The Night Wind

Blake's 7

The Night Wind

by Sheila Paulson


       The dreams wouldn't go away.

       Tarrant rolled over in bed and pounded his pillow into a hard lump, the bedclothes twisting around his feet until he was forced to get up to unwind himself. By then he knew he wouldn't get any more sleep, so he sat on the edge of the bed and clasped his aching head in his hands. Even with his eyes open, he could still see it. He knew he would never come closer to death until his own life ended, and he would never forget it as long as he lived. If he'd been told his brother was dead, he would have suffered like anyone else who'd lost close kin, but he hadn't simply learned of Deeta's death, he'd felt it tear through his own body, all the more agonizing because Deeta had known he was there, not through the sensor link because it was one way, but through a different link that the brothers had forged years ago back on Earth. Deeta knew he had come to the Teal-Vandor Convention, and Deeta had known he would 'listen in.' Deeta had been forced to tell him goodbye with the whole circuit listening, and he'd pulled Del closer to him than they'd been since Deeta left Earth and abandoned his little brother--or so Del believed, inside where it didn't show.

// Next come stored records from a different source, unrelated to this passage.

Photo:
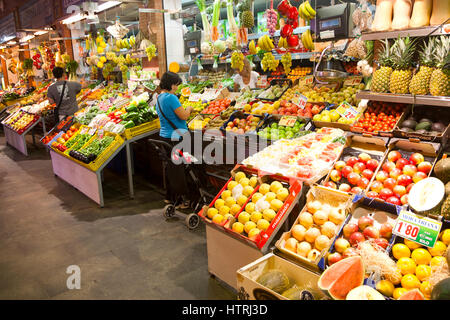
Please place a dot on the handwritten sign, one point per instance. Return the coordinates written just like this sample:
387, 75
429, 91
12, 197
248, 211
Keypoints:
422, 230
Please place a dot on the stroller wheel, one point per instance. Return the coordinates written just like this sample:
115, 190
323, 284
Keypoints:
192, 221
169, 211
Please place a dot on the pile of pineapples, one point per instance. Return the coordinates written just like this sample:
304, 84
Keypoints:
396, 63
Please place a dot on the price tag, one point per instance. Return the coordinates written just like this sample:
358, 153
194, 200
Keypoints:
287, 121
422, 230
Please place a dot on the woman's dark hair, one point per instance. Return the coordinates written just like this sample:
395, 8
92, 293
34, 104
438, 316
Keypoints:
168, 79
58, 72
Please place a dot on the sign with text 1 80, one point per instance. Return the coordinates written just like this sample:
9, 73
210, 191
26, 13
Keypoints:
422, 230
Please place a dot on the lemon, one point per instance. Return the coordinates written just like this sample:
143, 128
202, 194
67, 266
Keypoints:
423, 272
400, 250
237, 227
421, 256
398, 292
412, 245
406, 265
438, 249
410, 281
386, 288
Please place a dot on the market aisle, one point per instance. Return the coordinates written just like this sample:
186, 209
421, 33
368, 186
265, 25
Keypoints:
125, 250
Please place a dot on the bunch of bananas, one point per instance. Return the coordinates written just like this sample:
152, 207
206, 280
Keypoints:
237, 60
265, 43
286, 60
306, 11
307, 40
269, 62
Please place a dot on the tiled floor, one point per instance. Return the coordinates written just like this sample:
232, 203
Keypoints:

But when Deeta sent his final message, Del could hold the walls against him no longer and the love he'd always felt for his big brother came surging back as Deeta died. It had linked them far more strongly than the other fools who enjoyed games of life and death. If Dayna hadn't pulled the sensor link from his forehead when she had, Tarrant was firmly convinced he would have followed his brother into death.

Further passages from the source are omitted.